One great choice of episode one is we don't actually get to see Hyde for the longest while. We're "teased" with his emergences. But not until a critical scene during an encounter with a foolish young thug in an alley do we see Hyde emerge in his full glory. And the brilliance of the series' star James Nesbitt is soon very obvious in creating a downcast distraught character full of worries & gloom, vs a happy sensual predator testing the boundaries of his prowess & liberty.

By the third episode we have quite an array of characters marching before us. These include "American" secret agent Benjamin Lennox (Paterson Joseph) who runs roughshod over the British company that believes it owns Hyde. He's another "halfway comic relief" figure who very wrongly believes he can blackmail Hyde into submission.

There's the private-eye Miranda (Meera Syla) & her lover Min (Fenella Woolgar) who are only halfway comic relief (they dub the Hyde personality "Mr. Sexy Pants"), but at the same time Miranda is a serious character very good at her job & signal in the plot's development.

She & Min soon side with Tom Jackman against the threatening & seemingly all-powerful Company that has secretly controlled & experimented upon Jackman's everyday life since long before the emergence of Hyde.

The central figure of this malevolent Company is Peter Syme (Denis Lawson), who seems legitimately fond of Tom but will destroy him in favor of Hyde should the right time arise.

There's Jackman's wife Claire why by stages proves herself a significant & mighty figure, far more than housewife & mother, a hero in her own right.

And Jackman, having been a foundling, will eventually encounter his "Mother" (Michelle Ryan), a beautiful elderly woman who seems herself not quite fully human.

This character array is a delight, & several of the lesser characters likewise have oomph. Listen, for example, for the ringtone for the cellphone of a certain commando, a character not long in the tale, but memorable.

By episode four, Hyde has overpowered Tom's will & is in control of their shared body, but he's otherwise in the clutches of the Company. In his own endless self-interest, & definite if frightening affection for Jackman's wife, Hyde strives both outwardly & inwardly to understand his existence & to wrestle freedom from the company.

In his attempts to "consult" with the older & wiser Jackman locked inside him, he very strangely accesses memories of the original Henry Jekyll, & learns things no one expected, in recollections of private conversations with his ancestor's "biographer," none other than Robert Louis Stevenson (Mark Gatiss) who has promised to disguise the tale as fiction.

This great story asks hard questions about the dark side in us all, & about the nature of Hyde himself.

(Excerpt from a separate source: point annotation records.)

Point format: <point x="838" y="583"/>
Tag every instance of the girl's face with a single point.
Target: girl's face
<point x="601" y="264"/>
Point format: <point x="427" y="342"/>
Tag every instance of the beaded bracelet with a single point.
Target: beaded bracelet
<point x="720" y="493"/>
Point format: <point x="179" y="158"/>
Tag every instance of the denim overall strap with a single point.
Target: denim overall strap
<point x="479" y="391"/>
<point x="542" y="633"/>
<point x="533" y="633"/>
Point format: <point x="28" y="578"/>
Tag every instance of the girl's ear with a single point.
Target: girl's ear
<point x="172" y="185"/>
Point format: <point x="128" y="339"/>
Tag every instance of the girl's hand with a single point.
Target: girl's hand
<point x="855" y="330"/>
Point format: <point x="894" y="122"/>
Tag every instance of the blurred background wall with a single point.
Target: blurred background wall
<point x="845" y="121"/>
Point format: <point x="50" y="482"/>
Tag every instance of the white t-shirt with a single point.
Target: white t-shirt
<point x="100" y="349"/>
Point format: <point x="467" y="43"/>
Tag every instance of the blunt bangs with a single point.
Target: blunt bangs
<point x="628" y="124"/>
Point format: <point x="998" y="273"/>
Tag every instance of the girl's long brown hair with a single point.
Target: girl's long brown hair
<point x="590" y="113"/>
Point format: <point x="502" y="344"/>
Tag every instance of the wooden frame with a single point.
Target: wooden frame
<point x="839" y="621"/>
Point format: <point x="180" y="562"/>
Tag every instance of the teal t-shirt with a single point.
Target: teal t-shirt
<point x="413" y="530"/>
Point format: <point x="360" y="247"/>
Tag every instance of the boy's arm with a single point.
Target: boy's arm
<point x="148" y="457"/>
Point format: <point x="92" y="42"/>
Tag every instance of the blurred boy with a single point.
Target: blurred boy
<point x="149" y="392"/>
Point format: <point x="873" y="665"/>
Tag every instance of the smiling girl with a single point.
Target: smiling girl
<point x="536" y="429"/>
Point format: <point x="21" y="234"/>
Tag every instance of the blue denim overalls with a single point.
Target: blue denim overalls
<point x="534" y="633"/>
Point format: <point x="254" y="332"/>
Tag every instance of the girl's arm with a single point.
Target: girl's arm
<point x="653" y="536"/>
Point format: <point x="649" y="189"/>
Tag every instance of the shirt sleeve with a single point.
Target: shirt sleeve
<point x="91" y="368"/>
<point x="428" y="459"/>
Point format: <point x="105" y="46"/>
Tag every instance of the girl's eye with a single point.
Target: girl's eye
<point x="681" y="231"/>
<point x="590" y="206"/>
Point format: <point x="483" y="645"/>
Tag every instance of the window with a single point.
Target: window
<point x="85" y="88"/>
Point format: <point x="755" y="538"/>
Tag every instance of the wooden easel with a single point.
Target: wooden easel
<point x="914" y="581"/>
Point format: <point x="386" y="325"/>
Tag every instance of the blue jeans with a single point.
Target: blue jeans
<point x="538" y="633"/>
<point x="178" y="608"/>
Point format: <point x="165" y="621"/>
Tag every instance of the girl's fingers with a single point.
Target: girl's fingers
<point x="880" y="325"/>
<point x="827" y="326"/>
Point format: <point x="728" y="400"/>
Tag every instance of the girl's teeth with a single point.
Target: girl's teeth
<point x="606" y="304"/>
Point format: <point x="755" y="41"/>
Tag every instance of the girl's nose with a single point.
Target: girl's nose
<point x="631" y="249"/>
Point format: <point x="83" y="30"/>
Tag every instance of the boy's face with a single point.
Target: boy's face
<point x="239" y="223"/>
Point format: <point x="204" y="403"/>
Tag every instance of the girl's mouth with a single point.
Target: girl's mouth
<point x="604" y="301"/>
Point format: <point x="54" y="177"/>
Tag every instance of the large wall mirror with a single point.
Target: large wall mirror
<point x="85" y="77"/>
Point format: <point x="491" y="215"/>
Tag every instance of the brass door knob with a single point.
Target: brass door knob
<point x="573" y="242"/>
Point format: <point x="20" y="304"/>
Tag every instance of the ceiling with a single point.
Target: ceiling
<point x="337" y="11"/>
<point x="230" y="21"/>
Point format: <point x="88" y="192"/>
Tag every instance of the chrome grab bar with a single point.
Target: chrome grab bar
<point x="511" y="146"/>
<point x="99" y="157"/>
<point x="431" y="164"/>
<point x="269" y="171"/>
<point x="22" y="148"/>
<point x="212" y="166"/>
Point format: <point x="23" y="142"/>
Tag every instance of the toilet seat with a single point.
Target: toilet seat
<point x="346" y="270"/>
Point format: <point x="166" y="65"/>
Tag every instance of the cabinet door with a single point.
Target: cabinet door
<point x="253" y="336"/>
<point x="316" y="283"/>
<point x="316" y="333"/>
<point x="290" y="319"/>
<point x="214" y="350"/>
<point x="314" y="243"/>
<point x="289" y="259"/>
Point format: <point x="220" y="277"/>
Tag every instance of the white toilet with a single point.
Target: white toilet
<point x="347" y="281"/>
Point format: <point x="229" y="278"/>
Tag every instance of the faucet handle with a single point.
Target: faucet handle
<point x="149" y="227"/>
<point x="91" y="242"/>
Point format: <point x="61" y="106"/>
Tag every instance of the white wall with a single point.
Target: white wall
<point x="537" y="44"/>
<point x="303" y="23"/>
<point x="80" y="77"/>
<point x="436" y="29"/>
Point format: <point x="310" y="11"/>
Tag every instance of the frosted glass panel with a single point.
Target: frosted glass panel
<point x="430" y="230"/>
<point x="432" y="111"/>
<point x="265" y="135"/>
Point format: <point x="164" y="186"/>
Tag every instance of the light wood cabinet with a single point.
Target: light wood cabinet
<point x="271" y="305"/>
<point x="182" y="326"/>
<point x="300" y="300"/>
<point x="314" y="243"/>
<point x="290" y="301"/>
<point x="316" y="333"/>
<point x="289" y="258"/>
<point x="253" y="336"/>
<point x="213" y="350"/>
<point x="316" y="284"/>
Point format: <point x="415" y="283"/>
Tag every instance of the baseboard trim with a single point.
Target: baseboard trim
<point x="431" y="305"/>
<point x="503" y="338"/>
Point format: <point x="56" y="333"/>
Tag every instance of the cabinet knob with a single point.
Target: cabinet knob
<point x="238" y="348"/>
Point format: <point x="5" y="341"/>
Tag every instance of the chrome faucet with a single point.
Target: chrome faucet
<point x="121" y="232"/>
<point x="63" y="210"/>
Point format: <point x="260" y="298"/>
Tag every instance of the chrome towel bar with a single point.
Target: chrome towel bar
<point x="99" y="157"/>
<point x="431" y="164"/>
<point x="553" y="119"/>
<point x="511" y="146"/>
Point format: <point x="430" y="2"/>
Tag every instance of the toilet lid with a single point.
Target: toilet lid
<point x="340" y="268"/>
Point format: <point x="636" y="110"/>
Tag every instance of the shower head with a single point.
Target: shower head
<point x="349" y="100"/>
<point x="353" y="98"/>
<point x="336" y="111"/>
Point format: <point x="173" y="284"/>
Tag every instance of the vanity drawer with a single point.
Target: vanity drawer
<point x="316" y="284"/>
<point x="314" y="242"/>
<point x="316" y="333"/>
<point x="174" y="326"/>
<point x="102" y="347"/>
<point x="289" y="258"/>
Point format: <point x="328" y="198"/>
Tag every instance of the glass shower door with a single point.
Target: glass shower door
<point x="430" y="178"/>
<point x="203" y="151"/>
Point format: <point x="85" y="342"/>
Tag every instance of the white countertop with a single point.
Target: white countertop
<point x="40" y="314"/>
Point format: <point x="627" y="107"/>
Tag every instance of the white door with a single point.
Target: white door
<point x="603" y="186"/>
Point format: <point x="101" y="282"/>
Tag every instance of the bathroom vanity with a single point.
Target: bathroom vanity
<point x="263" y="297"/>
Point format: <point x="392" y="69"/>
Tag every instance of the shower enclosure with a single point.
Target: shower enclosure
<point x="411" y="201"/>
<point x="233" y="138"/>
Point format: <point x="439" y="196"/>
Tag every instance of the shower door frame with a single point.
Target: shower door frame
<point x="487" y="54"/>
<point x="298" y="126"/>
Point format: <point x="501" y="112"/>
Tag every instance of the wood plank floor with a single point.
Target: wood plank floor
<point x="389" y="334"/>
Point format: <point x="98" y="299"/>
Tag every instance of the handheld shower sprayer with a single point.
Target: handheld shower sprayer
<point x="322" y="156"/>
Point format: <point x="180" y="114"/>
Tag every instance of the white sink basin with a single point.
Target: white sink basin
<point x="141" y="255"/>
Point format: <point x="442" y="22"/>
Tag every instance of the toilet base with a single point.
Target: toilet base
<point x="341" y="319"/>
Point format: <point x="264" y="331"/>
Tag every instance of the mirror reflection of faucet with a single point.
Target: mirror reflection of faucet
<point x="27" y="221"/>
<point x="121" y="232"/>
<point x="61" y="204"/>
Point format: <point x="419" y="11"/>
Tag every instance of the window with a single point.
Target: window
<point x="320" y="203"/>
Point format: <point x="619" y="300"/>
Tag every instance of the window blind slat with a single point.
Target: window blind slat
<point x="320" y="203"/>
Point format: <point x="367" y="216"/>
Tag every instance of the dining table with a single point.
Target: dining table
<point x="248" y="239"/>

His "Mother" states specifically that she regards her "boys" as one Good & one Evil, & she has good reason to believe Hyde does win in every every generation, invariably subsuming the weaker character.

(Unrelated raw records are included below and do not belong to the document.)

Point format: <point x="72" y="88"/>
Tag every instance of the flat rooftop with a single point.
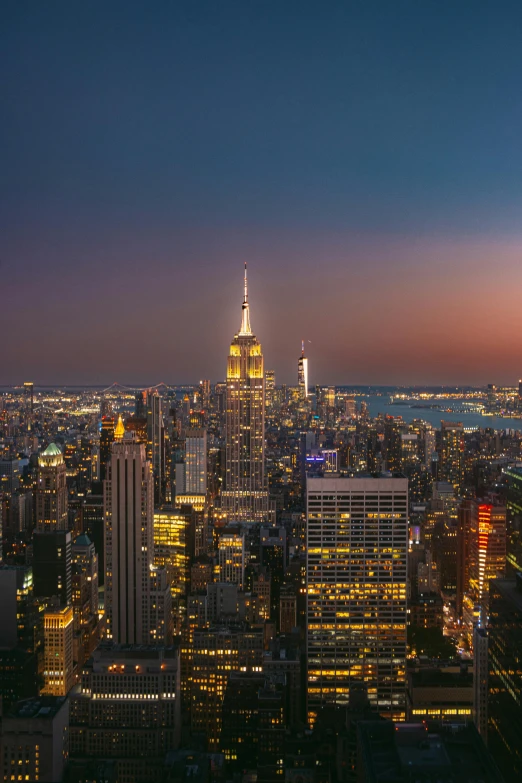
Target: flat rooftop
<point x="45" y="707"/>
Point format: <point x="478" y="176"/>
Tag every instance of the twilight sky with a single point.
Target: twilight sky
<point x="363" y="156"/>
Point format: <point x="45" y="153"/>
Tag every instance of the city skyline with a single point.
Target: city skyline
<point x="363" y="162"/>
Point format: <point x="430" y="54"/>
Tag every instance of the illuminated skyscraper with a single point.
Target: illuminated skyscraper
<point x="302" y="373"/>
<point x="108" y="425"/>
<point x="357" y="546"/>
<point x="231" y="558"/>
<point x="245" y="497"/>
<point x="156" y="444"/>
<point x="452" y="453"/>
<point x="269" y="388"/>
<point x="171" y="548"/>
<point x="128" y="508"/>
<point x="487" y="556"/>
<point x="58" y="651"/>
<point x="51" y="491"/>
<point x="196" y="462"/>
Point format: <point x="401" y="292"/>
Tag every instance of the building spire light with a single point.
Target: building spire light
<point x="246" y="329"/>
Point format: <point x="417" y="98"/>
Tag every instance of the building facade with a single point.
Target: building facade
<point x="357" y="544"/>
<point x="51" y="491"/>
<point x="245" y="497"/>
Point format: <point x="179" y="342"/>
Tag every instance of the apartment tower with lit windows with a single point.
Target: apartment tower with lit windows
<point x="302" y="374"/>
<point x="245" y="497"/>
<point x="357" y="547"/>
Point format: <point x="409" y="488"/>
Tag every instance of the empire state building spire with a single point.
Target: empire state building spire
<point x="246" y="329"/>
<point x="244" y="497"/>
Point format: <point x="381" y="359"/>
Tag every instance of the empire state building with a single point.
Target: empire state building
<point x="245" y="497"/>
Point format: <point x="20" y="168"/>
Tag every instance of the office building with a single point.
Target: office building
<point x="487" y="556"/>
<point x="126" y="708"/>
<point x="51" y="491"/>
<point x="270" y="389"/>
<point x="504" y="701"/>
<point x="195" y="463"/>
<point x="172" y="548"/>
<point x="156" y="445"/>
<point x="514" y="511"/>
<point x="357" y="545"/>
<point x="128" y="509"/>
<point x="480" y="681"/>
<point x="231" y="558"/>
<point x="52" y="566"/>
<point x="253" y="731"/>
<point x="87" y="625"/>
<point x="440" y="693"/>
<point x="216" y="653"/>
<point x="34" y="744"/>
<point x="302" y="374"/>
<point x="393" y="431"/>
<point x="245" y="497"/>
<point x="16" y="607"/>
<point x="58" y="651"/>
<point x="107" y="428"/>
<point x="85" y="561"/>
<point x="452" y="453"/>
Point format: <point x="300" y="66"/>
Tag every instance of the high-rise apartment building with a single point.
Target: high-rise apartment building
<point x="52" y="565"/>
<point x="269" y="388"/>
<point x="452" y="453"/>
<point x="245" y="498"/>
<point x="504" y="704"/>
<point x="128" y="508"/>
<point x="302" y="373"/>
<point x="357" y="546"/>
<point x="217" y="652"/>
<point x="58" y="651"/>
<point x="51" y="491"/>
<point x="171" y="548"/>
<point x="107" y="428"/>
<point x="156" y="444"/>
<point x="231" y="558"/>
<point x="126" y="711"/>
<point x="195" y="462"/>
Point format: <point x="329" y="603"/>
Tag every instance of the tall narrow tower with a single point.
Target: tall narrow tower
<point x="128" y="507"/>
<point x="302" y="373"/>
<point x="51" y="491"/>
<point x="245" y="498"/>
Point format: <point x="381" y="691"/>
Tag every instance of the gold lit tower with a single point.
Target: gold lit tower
<point x="302" y="373"/>
<point x="245" y="498"/>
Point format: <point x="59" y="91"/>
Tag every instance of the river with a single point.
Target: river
<point x="472" y="420"/>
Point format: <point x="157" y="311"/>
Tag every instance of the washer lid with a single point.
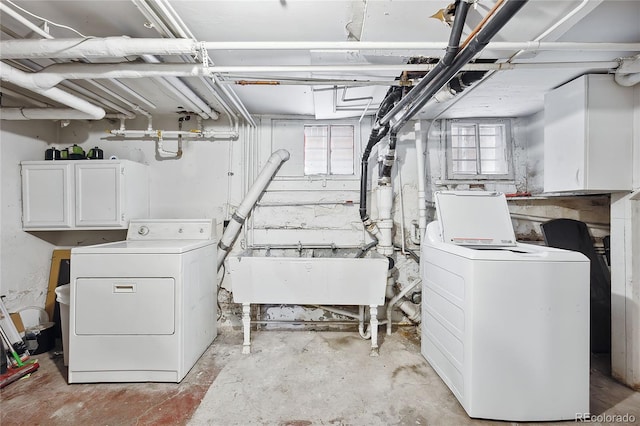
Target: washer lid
<point x="474" y="218"/>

But Miranda the lesbian detective believes Hyde is not evil; that his willfulness, selfishness, & dangerousness is a by-product of his being essentially a child with an adult body & desires. She believes that he can grow as a powerful, miraculous, fully human being.

And then again he may represent a leap forward in our species' evolution into a thoroughgoing preditor no more evil than a lion or a tiger or a wolf, but also no easier to civilize.